62

November 9, 1962

Alcatraz

Walton MacNally and Reese Shoemacher had coordinated their plans for escape during each weekend on the yard. Shoemacher had nearly cut through the interior bars on a rear kitchen window, along the south side of the basement. Once through those, the window rotated inward, exposing a second set of flat, and softer, bars. He had cut through a substantial portion of these as well, leaving just enough to withstand the periodic “bar knocking” procedure the guards implemented throughout the cellhouse to ensure inmates were not doing what Shoemacher had done.

Due to the increasing risk of discovery with each passing day, he urged MacNally to move forward as quickly as possible with his role: devising a method of getting them safely across the Bay to land.

MacNally had never disclosed his role in the Morris-Anglin escape, other than telling the investigators that he had assisted in the planning and the gathering of certain materials, such as pilfering dining hall spoons that they used for digging out their ventilation grilles. Fortunately, Allen West did not implicate him relative to his work sewing the life preservers or rafts, and MacNally likewise took care to place a majority of the responsibility on the three men who had left the facility: no disciplinary action could be taken against those who were no longer behind bars.

As a result, MacNally was permitted to return to his job in the glove shop upon release from segregation. The flotation devices he planned to construct would be simple and easy to build, made from raincoat material that he secured from the clothing room on successive shower days, utilizing his Industries pay to compensate the con who passed him the attire. After cutting and sewing the pieces into two pant-leg shaped sleeves, he would manually inflate several rubber gloves another inmate had pilfered from the hospital, and insert them into the hollow tube he had created.

Once wrapped around their torsos, they would provide buoyancy, allowing them to ride the outgoing current-which, according to a prisoner who knew how to read tides from his time in the Navy-would take them west toward the Golden Gate Bridge and directly to the Marin Headlands, where they would make land.

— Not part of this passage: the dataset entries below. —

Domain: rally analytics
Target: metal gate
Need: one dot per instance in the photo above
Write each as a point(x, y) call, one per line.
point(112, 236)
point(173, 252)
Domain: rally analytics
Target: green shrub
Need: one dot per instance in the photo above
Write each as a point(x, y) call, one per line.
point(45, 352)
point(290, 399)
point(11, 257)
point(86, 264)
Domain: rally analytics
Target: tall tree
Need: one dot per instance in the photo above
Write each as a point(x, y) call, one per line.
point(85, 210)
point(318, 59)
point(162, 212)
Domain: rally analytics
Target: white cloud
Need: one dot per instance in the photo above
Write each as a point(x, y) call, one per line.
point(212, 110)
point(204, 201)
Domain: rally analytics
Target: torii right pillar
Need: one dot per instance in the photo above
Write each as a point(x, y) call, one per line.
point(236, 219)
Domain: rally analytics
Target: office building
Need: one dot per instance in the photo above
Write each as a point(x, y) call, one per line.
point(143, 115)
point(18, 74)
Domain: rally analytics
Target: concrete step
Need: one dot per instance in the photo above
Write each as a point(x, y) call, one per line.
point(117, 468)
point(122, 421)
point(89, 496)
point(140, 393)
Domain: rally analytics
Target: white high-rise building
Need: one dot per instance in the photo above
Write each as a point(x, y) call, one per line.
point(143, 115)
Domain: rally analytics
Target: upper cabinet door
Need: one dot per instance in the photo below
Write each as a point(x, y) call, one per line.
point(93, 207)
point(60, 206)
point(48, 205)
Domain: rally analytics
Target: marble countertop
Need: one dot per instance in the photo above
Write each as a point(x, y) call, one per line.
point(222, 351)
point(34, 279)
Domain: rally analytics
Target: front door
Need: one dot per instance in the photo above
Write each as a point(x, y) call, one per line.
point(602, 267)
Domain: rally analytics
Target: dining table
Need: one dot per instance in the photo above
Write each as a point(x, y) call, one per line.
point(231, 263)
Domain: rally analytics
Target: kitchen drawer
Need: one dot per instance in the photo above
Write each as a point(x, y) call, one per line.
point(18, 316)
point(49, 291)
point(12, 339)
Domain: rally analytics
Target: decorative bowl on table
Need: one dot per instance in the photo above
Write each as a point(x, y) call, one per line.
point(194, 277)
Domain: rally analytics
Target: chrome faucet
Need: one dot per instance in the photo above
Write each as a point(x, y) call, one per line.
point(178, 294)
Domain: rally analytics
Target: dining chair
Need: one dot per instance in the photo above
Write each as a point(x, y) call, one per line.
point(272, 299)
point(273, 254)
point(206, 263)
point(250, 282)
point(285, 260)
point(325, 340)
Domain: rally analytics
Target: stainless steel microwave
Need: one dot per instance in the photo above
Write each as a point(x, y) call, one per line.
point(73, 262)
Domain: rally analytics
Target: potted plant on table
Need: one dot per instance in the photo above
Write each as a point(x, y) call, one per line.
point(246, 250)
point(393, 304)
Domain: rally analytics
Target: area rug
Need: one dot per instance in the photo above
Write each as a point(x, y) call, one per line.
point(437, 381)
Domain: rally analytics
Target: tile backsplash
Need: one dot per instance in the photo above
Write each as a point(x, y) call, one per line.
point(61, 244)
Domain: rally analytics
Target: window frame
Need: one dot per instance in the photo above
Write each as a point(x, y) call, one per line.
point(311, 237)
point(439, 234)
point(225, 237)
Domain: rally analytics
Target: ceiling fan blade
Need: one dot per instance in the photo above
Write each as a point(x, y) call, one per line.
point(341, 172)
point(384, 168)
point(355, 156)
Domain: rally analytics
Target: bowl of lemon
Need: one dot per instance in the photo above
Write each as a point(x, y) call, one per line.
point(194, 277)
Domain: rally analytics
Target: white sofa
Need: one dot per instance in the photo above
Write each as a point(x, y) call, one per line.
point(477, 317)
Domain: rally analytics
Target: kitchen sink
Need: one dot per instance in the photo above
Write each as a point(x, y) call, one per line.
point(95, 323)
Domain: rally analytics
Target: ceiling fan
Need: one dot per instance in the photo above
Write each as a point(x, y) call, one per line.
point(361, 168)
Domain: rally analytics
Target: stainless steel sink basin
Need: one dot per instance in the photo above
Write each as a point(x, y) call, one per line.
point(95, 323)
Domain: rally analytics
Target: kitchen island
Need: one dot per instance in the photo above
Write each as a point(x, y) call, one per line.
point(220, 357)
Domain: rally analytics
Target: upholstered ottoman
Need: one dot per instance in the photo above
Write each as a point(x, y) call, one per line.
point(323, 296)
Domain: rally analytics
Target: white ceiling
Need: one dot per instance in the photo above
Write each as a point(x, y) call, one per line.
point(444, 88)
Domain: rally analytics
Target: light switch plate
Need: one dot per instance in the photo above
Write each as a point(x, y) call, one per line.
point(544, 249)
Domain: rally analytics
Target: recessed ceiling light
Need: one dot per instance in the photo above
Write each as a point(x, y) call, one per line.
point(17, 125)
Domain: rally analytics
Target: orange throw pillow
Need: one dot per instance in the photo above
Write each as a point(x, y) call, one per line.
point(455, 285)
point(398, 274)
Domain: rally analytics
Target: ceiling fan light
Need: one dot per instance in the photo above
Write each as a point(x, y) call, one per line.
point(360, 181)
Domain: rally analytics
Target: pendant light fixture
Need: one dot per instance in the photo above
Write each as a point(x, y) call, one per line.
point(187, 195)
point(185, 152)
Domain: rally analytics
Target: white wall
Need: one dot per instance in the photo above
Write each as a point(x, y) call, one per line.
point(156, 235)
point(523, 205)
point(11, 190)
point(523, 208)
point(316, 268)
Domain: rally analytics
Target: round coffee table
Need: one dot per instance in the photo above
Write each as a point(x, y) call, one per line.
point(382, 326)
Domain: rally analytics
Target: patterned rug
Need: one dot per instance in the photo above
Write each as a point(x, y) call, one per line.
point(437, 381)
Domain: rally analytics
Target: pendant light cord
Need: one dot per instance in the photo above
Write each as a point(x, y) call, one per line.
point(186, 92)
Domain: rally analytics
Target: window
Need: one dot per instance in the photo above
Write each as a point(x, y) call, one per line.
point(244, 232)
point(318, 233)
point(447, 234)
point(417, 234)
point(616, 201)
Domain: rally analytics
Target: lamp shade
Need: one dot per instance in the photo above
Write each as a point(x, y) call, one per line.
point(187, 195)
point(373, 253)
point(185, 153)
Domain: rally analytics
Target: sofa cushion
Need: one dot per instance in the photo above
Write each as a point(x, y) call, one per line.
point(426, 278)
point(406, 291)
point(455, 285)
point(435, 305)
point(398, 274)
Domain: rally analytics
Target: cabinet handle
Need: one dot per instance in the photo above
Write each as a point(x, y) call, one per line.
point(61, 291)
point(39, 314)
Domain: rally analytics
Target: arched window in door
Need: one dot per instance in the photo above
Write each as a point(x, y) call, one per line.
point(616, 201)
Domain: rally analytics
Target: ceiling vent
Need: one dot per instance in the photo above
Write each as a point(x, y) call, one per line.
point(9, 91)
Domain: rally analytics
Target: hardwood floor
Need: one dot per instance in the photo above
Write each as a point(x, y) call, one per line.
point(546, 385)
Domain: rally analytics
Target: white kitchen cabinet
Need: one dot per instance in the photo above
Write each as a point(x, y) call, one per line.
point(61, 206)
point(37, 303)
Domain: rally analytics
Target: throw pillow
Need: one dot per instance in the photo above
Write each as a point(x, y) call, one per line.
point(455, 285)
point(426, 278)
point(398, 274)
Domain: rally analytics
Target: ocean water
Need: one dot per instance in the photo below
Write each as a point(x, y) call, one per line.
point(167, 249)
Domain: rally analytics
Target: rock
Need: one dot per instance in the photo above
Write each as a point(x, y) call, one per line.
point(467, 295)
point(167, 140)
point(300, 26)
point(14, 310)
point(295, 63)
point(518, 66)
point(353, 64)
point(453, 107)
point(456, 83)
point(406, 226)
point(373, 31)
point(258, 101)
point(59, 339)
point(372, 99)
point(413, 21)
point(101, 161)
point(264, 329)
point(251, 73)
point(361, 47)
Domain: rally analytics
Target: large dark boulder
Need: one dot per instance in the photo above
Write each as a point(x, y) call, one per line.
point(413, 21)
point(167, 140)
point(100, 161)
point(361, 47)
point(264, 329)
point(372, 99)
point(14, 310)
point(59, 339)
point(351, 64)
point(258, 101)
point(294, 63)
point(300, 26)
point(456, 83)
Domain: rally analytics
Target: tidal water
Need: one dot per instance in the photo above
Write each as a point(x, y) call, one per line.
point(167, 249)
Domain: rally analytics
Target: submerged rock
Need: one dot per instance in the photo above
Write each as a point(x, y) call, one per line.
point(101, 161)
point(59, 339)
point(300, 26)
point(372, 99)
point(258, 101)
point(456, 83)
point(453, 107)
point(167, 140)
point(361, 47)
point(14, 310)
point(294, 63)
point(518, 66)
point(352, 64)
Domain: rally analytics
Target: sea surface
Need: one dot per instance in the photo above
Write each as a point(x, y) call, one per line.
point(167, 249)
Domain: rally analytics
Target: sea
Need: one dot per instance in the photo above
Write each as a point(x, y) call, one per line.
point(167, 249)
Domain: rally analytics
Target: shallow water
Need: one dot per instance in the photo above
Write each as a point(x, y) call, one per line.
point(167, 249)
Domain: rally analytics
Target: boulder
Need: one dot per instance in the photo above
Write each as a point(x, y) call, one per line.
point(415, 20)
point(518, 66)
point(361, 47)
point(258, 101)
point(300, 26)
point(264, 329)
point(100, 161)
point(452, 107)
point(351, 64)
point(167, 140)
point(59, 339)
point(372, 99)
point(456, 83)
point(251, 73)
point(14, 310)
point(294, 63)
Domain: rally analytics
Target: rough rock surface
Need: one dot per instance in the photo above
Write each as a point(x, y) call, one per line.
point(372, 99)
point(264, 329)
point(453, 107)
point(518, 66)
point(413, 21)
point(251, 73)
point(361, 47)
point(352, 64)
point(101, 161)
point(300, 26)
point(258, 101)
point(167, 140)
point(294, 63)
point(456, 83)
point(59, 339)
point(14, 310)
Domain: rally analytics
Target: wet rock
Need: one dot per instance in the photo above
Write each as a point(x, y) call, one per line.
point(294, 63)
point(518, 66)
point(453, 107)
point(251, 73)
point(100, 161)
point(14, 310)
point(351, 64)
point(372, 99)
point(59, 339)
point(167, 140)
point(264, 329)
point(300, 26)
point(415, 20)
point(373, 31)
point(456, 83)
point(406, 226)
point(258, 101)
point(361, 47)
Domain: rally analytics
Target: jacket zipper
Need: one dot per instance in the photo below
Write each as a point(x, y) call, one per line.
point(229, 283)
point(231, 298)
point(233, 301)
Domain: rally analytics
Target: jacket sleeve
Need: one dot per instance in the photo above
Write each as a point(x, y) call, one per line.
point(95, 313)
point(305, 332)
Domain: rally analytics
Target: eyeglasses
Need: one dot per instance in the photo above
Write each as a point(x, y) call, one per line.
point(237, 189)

There was risk-the water stood at around 54 degrees year round, so the amount of time they would be able to remain submerged was limited. If they did not get ashore quickly enough, their body temperatures would plunge, and they would perish shortly thereafter.

The crucial part of their plan required that MacNally request, and be granted, a transfer to the Culinary unit. He explained to the officer in charge that he had always wanted to learn how to cook and prepare meals, and since he had spent nearly two years working in the glove shop, he wanted a change of scenery while simultaneously getting the opportunity to acquire a new skill.

With the escape planned for this evening, he had awoken early, unable to sleep. He sat up in his bed and drew his knees to his chest. He reached over and took the photo of Henry and once again inserted it into the waterproof covering he had constructed for the last escape. The officers who searched his cell had not known what he intended to use it for, so they left it undisturbed. Also in the wallet was $31 in cash he had secured during his stay; it was money he had made trading items he had purchased with his Industries wages: a musical instrument he had no intention of playing, which he bought and then sold at a discount, and a magazine subscription that he handled in the same manner.

Once he made it off the island, he would need the money to buy food, a bus ticket-anything that would allow him to survive without having to break into a home or commit some other crime that would be reported to the authorities, giving them a bread crumb with which to locate him. He believed that not plotting ahead for the success of their own plan was a common mistake made by escapees.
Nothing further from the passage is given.